NEW YORK -- Everywhere around him, there was joyful chaos -- players piling atop one another for a mosh pit group photo, cheerleaders jumping up and down, administrators bear-hugging and high-fiving each other.
And yet he was still. Kevin Ollie, the man who hops, skips and jumps down the sideline like a jackrabbit on a pogo stick, who claps his hands so hard they surely must ache the next day, who coaches from a defensive crouch as if his perfect positioning might somehow transmit to his players.

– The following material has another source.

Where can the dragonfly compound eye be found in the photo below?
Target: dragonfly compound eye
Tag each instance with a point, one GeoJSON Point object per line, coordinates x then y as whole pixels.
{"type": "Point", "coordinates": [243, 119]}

Kevin Ollie, of all people, was still.
Minutes after Connecticut stunned Michigan State to advance to an improbable Final Four, the Huskies' second-year coach simply turned around behind his bench, donned a new Final Four hat, and walked alone to the middle of the court.
"I don't even know what to say," he said, a broad grin growing on his face. "I can't believe it yet. I can't believe it."
Eventually, he found his mentor and predecessor, Jim Calhoun, to hug. Later his wife, Stephanie, was there, too.
But for a brief minute he was alone, the quiet in the middle of the storm.
Which, really, is what Ollie has been all along.
Shabazz Napier led the Huskies to Arlington with his play on the court, but Ollie's steady stewardship has truly guided UConn to the Final Four.
"He has been amazing, absolutely amazing," assistant coach Glenn Miller said. "He's so positive all the time. No matter what was going on, he was positive. He had a lot thrown at him. I'm not sure a lot of people could have handled it like he has."
To succeed The Man, you must be strong, blessed with an unusual combination of humility and arrogance to make it work -- the humility to recognize while the job title might be yours, the job itself isn't quite yet, and the arrogance to believe that eventually it will be.
When Ollie was tabbed to replace Calhoun in September 2012, first as the interim head coach and eventually as the full-time man in charge at UConn, the talk centered around what Ollie wasn't. He wasn't terribly experienced (just two years as an assistant); he wasn't very old (only 40 when he was hired); and most of all, he wasn't Calhoun.
What people failed to appreciate was what Ollie is.
Beneath all of that demonstrative sideline behavior is a steely confidence. Take him away from a game setting, turn off the clock, and he is quiet and thoughtful. Ignore the pitter-patter of his Yogi Berra slogans and clichés and you'll hear a man who is comfortable and confident in who he is and not terribly worried about being someone else.
"I can't be Coach Calhoun," he said. "I can't build this program up like he did. I can't do that. But I can be Kevin Ollie. I can take some great life lessons I learned from Coach and build on them and forge my own program. And that's all I'm trying to do."
That's what Calhoun tried to tell people: In Ollie, UConn would get a man of high principle and integrity, and a coach who could relate to his players yet ignore the inevitable scrutiny.
"They never agree with anything I say," Calhoun joked when given the chance for an I-told-you-so after the regional final.
He wanted Ollie to be named his coach-in-waiting, but a new athletic director and relatively new university president understandably weren't interested in creating a monarchy.